Historia lubi się powtarzać… a ja nie, jak często można było usłyszeć w skeczach jednego z moich ulubionych kabaretów. Nie będę więc ponownie rozczulać się nad moim podejściem do książek i do ich szanowania. Nic się nie zmieniło od poprzedniej opinii w tym temacie. Jednak bardziej martwi mnie fakt, że skoro ktoś to coś wydaje, to musi być też na to zapotrzebowanie. Naprawdę w tych czasach ludzie potrzebują gotowego produktu do bycia kreatywnym?
Czy do bycia kreatywnym należy tylko niszczenie tak dumnie wrzeszczące hasło z okładki obydwu tworów?
Takie mam wrażenie, że szukam głębin w strumyku. Na siłę próbuję, naprawdę się staram, zrozumieć - po co to wszystko? Odpowiedź jednak nasuwa się sama – dla pieniędzy. Przykre, ale chyba prawdziwe.

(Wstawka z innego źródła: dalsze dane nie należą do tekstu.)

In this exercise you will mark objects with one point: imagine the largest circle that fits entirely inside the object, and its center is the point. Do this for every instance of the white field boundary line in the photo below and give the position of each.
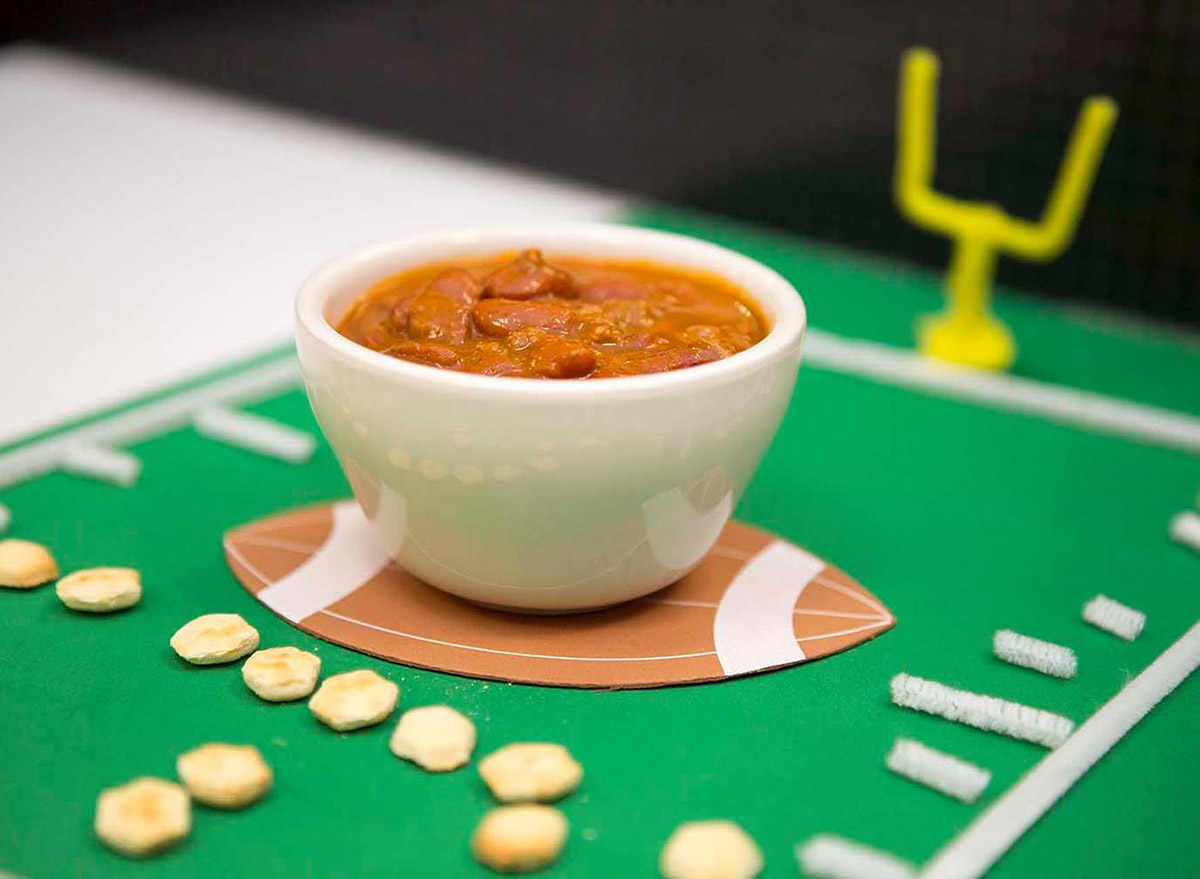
(973, 851)
(1080, 408)
(150, 419)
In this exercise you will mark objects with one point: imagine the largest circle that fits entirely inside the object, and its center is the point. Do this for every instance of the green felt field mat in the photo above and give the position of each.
(961, 518)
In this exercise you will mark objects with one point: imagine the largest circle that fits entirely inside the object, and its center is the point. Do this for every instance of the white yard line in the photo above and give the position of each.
(871, 360)
(150, 419)
(972, 853)
(1080, 408)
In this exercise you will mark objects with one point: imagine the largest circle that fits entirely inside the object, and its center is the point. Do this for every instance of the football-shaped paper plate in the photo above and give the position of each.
(755, 603)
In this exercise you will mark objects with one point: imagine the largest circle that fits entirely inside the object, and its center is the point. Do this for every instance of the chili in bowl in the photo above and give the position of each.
(549, 418)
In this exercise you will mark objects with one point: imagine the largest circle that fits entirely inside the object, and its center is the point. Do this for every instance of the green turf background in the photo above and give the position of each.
(961, 519)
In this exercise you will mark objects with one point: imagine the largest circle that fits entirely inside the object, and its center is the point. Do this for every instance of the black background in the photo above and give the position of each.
(777, 112)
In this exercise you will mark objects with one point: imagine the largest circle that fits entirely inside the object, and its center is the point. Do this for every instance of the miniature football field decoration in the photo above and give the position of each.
(967, 333)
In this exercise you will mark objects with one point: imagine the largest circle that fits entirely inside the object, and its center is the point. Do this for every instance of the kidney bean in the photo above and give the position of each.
(498, 317)
(676, 359)
(457, 285)
(429, 354)
(607, 288)
(495, 362)
(563, 358)
(400, 308)
(435, 317)
(528, 276)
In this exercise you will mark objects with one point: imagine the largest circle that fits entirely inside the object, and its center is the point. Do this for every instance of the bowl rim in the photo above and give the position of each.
(767, 286)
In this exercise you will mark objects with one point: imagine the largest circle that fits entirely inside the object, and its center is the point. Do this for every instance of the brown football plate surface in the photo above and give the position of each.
(729, 617)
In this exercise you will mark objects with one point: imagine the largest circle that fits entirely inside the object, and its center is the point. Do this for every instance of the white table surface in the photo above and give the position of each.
(149, 232)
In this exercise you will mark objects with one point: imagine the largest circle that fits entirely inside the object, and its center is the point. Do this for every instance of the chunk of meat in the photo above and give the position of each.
(499, 317)
(457, 285)
(604, 289)
(563, 358)
(429, 354)
(676, 359)
(436, 317)
(527, 276)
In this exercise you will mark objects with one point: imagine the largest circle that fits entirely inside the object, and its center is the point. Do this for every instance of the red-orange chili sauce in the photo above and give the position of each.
(568, 317)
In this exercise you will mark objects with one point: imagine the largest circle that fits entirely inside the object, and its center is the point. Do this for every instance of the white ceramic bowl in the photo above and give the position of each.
(546, 495)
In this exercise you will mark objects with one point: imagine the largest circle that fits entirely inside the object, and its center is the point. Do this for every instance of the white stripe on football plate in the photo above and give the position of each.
(348, 558)
(753, 629)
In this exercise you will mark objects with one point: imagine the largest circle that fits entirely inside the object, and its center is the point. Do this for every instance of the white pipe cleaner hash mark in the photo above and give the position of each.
(981, 711)
(1186, 528)
(253, 432)
(100, 462)
(1033, 653)
(833, 857)
(1113, 616)
(937, 770)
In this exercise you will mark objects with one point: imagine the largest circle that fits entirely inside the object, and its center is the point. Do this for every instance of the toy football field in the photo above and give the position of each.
(963, 516)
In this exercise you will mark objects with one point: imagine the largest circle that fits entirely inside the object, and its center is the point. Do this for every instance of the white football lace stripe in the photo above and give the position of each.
(1033, 653)
(1001, 825)
(937, 770)
(1114, 617)
(100, 462)
(349, 558)
(753, 628)
(832, 857)
(981, 711)
(1185, 528)
(256, 434)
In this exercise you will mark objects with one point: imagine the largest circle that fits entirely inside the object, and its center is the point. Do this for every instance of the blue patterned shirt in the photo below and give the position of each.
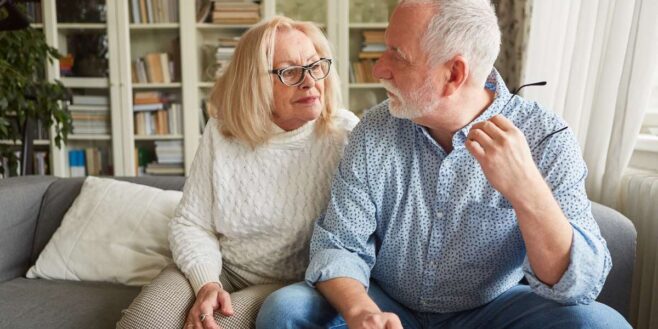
(428, 227)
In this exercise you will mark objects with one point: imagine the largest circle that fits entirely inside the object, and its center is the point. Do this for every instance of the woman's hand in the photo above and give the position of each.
(211, 297)
(380, 320)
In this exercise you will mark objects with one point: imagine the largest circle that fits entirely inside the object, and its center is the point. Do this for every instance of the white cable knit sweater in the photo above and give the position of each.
(255, 209)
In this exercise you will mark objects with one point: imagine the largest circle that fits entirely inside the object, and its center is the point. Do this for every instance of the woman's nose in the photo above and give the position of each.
(307, 80)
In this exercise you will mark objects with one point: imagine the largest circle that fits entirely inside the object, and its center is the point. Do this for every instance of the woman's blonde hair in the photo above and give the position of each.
(242, 98)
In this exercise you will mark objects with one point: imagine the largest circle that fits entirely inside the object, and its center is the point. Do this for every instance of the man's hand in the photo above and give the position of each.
(504, 155)
(211, 297)
(381, 320)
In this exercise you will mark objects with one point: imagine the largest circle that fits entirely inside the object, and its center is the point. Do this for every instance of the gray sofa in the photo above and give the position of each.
(31, 209)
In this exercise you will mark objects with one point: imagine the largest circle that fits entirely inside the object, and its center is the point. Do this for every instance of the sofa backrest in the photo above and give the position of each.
(620, 234)
(20, 198)
(60, 196)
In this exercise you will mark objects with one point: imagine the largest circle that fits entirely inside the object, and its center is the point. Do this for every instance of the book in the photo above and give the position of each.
(149, 107)
(77, 163)
(90, 100)
(154, 68)
(135, 11)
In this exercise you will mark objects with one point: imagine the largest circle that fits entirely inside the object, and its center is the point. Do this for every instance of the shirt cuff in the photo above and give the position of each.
(584, 278)
(201, 274)
(329, 264)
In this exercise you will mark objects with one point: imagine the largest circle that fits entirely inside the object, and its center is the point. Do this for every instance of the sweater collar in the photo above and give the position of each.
(281, 136)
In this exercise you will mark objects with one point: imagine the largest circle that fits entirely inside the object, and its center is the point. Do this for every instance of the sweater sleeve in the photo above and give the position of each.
(192, 235)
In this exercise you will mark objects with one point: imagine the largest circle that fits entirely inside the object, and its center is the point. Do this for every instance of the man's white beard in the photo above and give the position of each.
(413, 106)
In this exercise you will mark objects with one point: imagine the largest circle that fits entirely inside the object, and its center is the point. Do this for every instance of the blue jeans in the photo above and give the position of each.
(300, 306)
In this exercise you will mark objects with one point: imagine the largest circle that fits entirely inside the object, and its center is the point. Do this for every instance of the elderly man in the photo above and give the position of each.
(448, 195)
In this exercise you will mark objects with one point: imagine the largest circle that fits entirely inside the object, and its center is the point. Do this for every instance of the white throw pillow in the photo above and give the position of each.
(115, 232)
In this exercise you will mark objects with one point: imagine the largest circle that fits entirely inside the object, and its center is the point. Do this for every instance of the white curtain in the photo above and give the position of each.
(600, 58)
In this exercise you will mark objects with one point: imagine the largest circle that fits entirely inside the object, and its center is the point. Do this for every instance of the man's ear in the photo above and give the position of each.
(456, 74)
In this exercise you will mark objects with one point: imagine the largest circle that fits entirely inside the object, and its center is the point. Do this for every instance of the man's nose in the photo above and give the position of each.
(380, 70)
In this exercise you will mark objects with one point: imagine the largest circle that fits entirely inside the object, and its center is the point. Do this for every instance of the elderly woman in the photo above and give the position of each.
(260, 178)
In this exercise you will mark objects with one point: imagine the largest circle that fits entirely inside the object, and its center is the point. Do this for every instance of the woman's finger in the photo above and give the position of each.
(224, 300)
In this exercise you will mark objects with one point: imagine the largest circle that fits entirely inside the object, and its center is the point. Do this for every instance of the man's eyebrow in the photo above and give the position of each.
(400, 53)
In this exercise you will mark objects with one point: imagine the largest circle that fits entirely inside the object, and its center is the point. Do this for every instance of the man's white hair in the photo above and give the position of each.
(462, 27)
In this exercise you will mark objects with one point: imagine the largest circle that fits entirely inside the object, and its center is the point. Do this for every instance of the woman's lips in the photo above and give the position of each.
(307, 100)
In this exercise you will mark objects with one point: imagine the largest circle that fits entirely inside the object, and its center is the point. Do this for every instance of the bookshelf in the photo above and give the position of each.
(191, 45)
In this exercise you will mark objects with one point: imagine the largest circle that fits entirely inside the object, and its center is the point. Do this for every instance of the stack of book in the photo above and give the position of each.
(372, 48)
(235, 12)
(90, 114)
(224, 53)
(154, 11)
(153, 68)
(84, 162)
(33, 11)
(155, 114)
(169, 156)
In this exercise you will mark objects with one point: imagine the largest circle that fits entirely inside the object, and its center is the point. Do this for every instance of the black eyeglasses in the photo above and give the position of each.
(294, 75)
(541, 83)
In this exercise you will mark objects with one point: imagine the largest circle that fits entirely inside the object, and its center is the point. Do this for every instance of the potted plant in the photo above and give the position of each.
(26, 96)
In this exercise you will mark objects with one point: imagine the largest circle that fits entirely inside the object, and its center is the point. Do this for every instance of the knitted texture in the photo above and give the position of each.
(165, 302)
(255, 208)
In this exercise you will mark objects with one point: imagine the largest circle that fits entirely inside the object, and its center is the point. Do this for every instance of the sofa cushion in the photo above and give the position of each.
(114, 232)
(62, 304)
(60, 196)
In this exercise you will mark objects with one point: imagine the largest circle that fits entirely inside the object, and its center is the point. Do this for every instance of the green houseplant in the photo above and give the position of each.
(25, 94)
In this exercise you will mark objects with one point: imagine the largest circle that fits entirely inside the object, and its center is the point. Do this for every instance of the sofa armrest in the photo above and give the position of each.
(620, 235)
(20, 201)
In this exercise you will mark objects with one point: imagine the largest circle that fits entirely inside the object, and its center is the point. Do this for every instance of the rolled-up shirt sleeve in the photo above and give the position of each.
(343, 242)
(565, 171)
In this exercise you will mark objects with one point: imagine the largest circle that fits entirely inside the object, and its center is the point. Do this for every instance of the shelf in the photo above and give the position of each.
(81, 26)
(157, 85)
(211, 27)
(157, 137)
(155, 26)
(368, 25)
(18, 142)
(366, 85)
(647, 143)
(89, 137)
(71, 82)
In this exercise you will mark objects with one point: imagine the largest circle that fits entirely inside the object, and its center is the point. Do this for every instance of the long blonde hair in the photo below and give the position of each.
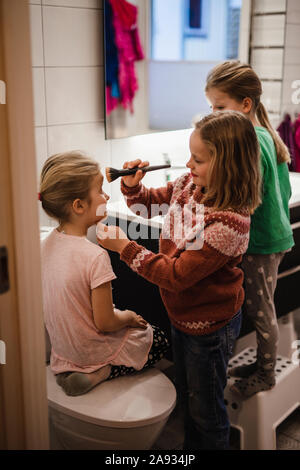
(64, 178)
(239, 81)
(234, 179)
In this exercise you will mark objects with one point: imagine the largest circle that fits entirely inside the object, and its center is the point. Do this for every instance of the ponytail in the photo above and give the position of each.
(240, 81)
(283, 155)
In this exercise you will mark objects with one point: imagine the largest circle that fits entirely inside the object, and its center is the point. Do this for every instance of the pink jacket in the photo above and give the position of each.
(129, 49)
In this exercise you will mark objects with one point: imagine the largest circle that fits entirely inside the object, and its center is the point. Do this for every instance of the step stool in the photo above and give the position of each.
(257, 417)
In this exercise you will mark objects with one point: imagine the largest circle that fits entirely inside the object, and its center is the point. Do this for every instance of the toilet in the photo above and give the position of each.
(125, 413)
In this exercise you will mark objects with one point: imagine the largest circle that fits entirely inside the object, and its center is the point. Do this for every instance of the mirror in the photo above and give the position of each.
(155, 72)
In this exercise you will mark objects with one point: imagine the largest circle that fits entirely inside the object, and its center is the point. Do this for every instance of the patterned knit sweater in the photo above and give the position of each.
(200, 248)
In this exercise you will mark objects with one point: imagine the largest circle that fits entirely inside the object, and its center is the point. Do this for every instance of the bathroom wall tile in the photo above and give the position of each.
(269, 6)
(292, 35)
(38, 77)
(292, 56)
(293, 12)
(151, 148)
(41, 151)
(86, 137)
(268, 63)
(268, 30)
(74, 95)
(272, 96)
(36, 35)
(73, 37)
(75, 3)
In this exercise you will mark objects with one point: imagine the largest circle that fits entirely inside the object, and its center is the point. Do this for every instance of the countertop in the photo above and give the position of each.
(120, 210)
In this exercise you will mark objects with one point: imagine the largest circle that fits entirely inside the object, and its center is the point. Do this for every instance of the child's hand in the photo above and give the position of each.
(133, 180)
(136, 321)
(111, 237)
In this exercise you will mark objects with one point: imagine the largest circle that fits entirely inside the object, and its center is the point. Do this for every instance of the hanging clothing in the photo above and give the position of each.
(297, 144)
(111, 61)
(285, 131)
(129, 49)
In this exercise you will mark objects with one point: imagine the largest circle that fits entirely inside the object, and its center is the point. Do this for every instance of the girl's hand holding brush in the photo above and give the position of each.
(111, 237)
(133, 180)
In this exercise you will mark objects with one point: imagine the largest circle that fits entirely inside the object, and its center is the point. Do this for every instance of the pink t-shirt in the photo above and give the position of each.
(71, 267)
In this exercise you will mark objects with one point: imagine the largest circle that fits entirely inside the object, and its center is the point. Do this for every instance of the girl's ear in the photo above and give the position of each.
(78, 206)
(247, 105)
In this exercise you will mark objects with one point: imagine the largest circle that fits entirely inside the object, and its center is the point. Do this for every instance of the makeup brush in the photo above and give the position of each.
(112, 174)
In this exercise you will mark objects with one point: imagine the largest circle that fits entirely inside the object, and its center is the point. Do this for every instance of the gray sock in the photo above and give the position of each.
(78, 383)
(257, 382)
(243, 371)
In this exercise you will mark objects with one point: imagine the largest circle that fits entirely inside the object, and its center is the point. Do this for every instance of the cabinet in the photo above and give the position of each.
(134, 292)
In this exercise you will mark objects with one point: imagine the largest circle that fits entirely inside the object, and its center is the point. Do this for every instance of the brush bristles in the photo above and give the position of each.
(111, 174)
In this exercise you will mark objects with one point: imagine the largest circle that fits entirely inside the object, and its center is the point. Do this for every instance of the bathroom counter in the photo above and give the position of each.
(146, 232)
(119, 209)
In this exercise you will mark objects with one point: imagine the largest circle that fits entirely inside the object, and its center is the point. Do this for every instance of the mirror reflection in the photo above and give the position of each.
(157, 56)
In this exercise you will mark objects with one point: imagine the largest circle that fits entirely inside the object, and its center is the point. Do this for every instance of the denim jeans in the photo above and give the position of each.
(201, 377)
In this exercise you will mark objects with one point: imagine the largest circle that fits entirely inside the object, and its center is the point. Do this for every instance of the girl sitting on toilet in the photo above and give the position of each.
(91, 341)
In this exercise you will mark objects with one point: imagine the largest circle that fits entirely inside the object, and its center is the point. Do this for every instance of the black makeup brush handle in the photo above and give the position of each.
(145, 169)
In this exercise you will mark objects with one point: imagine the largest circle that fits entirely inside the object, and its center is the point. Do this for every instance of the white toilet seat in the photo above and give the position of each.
(125, 402)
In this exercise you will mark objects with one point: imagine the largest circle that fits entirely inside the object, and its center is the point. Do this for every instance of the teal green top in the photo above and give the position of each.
(270, 230)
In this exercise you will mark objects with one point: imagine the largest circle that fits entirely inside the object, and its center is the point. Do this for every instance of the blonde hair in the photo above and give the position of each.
(234, 179)
(64, 178)
(239, 81)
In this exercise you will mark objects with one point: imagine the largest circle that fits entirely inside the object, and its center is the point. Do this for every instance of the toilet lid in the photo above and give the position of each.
(124, 402)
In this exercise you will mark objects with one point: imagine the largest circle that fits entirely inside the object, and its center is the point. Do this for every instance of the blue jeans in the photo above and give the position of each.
(201, 377)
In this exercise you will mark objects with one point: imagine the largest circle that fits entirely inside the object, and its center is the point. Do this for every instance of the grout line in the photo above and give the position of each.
(70, 6)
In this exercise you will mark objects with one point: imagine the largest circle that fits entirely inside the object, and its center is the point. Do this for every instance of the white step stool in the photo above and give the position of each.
(257, 417)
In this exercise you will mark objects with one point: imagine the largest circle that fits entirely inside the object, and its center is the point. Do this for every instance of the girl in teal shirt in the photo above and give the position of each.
(232, 85)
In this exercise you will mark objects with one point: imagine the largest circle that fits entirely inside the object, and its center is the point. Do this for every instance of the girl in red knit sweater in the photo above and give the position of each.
(206, 231)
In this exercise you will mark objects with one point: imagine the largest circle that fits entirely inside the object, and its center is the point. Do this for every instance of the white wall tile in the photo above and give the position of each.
(74, 95)
(292, 56)
(150, 148)
(86, 137)
(271, 97)
(268, 30)
(38, 78)
(269, 6)
(72, 36)
(292, 35)
(36, 33)
(40, 149)
(268, 63)
(75, 3)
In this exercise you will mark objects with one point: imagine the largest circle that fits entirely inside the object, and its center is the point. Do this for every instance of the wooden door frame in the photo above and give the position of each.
(23, 392)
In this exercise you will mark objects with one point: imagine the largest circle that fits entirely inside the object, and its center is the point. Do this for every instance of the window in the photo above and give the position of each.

Zamiast do działu z artykułami papierniczymi wrzucili to do książek, jak widać pomysł okazał się strzałem w dziesiątkę. Już widzę znudzonych np. zakupami przedświątecznymi ludzi, którzy szukając prezentu na odwal się i bez wyrazu, brali tego tyle, ile mieli ciotecznych bachorów do obdarowania. Bo modne, a prawdziwej książki i tak nie przeczyta. Niestety, byłam świadkiem podobnej scenki rodzajowej jak przeglądałam to coś w markecie.